一応見送りをする気はあったらしいことに気がついて、ハルカは仲間たちにばれないようにこっそり笑った。仲間たちは見送りがないことを気にしたりしないが、こっそりと見送っていたことがばれたらレジーナが嫌がるんじゃないかと思った。
ナギに乗って空を飛んでいると、方向をいつもほど気にしなくていいので、ハルカは手が空く。自分が障壁を操作していると案外気を使うのだ。
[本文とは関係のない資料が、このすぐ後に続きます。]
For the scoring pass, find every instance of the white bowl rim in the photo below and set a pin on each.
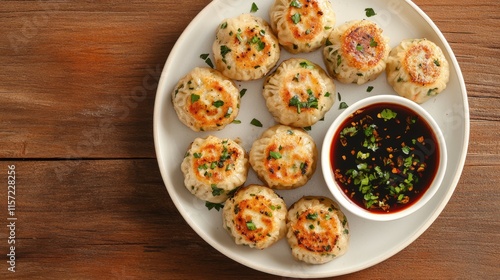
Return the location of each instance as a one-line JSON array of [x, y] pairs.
[[328, 174]]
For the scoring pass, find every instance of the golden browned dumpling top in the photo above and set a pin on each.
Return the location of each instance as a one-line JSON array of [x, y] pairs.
[[356, 51], [417, 69], [302, 25], [317, 230], [206, 100], [214, 167], [284, 157], [299, 93], [255, 216], [245, 48]]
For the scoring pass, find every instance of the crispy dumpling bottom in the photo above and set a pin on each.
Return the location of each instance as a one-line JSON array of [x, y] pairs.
[[302, 26], [214, 167], [355, 52], [206, 100], [417, 69], [284, 157], [317, 230], [255, 216], [245, 48], [299, 93]]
正面以外の景色を見られるというのもいいものだ。眼下の景色をぼーっと眺めていると、集団に追われている人の姿を見つけてしまった。まだ〈オランズ〉から徒歩だと二日程度の距離だというのに物騒なことだ。
「ナギ、ナギ、あそこに降りてください」
見つけてしまって無視することなどハルカにできるはずもなく、慌てた声に仲間たちも集まってきて下を覗いた。
「わ、襲われてる。商人……かな?」
「護衛いねぇけど」
「いるですよ、ほら、先に逃げてるです」
「ひどいね」
モンタナの指さす方を見ると、若い冒険者らしき人影が我先に逃げ出していく姿が見えた。依頼人を置いて逃げる等、冒険者としては絶対にやってはいけないことだ。この件がばれれば、彼らはこれからきっと冒険者としての資格をはく奪される。そうなれば【独立商業都市国家プレイヌ】で生きていくことは難しくなるだろう。
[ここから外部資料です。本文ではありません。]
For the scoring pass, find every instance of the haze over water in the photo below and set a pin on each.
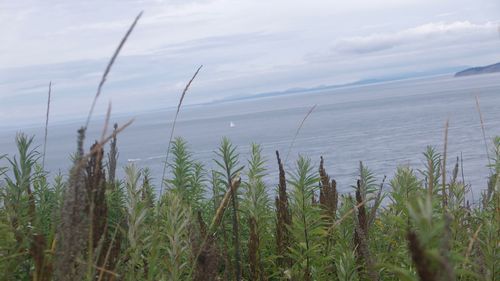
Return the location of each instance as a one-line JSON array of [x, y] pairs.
[[384, 125]]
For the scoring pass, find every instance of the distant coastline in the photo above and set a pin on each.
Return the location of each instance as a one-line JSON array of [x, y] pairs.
[[492, 68]]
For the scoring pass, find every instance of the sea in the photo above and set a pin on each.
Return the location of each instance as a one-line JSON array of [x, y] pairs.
[[384, 125]]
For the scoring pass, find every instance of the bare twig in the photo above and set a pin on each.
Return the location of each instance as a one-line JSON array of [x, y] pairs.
[[298, 131], [106, 122], [108, 68], [445, 197], [483, 131], [173, 127]]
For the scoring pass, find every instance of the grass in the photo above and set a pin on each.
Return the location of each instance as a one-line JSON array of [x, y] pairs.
[[88, 227]]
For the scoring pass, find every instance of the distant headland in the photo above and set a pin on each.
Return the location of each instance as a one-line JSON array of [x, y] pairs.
[[479, 70]]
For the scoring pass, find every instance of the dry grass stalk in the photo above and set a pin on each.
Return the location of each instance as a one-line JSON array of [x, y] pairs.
[[46, 125], [96, 190], [298, 131], [373, 211], [284, 218], [219, 214], [471, 244], [483, 131], [74, 225], [447, 273], [173, 127], [422, 263], [106, 122], [74, 233], [108, 68], [363, 256], [207, 263], [253, 251], [105, 263], [112, 157], [328, 195]]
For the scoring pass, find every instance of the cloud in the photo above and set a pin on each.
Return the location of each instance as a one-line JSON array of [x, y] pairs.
[[458, 32]]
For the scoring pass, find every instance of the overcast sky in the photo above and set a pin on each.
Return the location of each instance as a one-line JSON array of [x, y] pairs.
[[246, 46]]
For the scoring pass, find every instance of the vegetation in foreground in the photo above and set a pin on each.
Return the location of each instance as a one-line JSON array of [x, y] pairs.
[[224, 224]]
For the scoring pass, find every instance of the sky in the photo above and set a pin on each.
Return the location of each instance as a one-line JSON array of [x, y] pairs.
[[246, 47]]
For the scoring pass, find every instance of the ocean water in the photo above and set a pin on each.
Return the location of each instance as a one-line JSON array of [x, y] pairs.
[[384, 125]]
ナギがゆっくりと円を描きながら高度を下げていくと、彼らの頭上を大きな影が繰り返し通り過ぎる。数度目の時に異変を感じて見上げた男が、空を指さして何やら大きな声を上げた。
追いすがる賊全員が空を見上げると、直後蜘蛛の子を散らすようにあちこちに逃げていってしまった。
後方の異変に気がついた商人らしき男は、ようやく空を見上げてナギの姿に気がつく。賊からはきちんと逃げていたのに、竜の姿には流石に肝を冷やしたらしく、その場にぺたんと座り込んで口をあんぐりと開けてしまった。
ナギがその男と逃げていった冒険者の間に降りると、アルベルトが障壁から飛び出した。
「あいつら追いかけてぶん殴ってくる」
どうやら冒険者としての仕事に誇りを持っているアルベルトは、逃げ出した冒険者たちのことが許せなかったらしい。仲間たちの意見も聞かず走り出すと、あっという間にその姿が小さくなっていった。
「あー……、一応やりすぎないように見てくるよ」
やる気のなさそうな表情をしながらも、イーストンが小走りでその後を追う。追いついたころにはもう手遅れになっていそうだが、こういう気がまわるところはイーストンのいい所だ。
二人を見送ってハルカ達はナギから降りると、腰を抜かした男に向かって声をかける。
「追われていたようですが、怪我はないですか?」
男は目を泳がせながら、こくこくと黙って頷いた。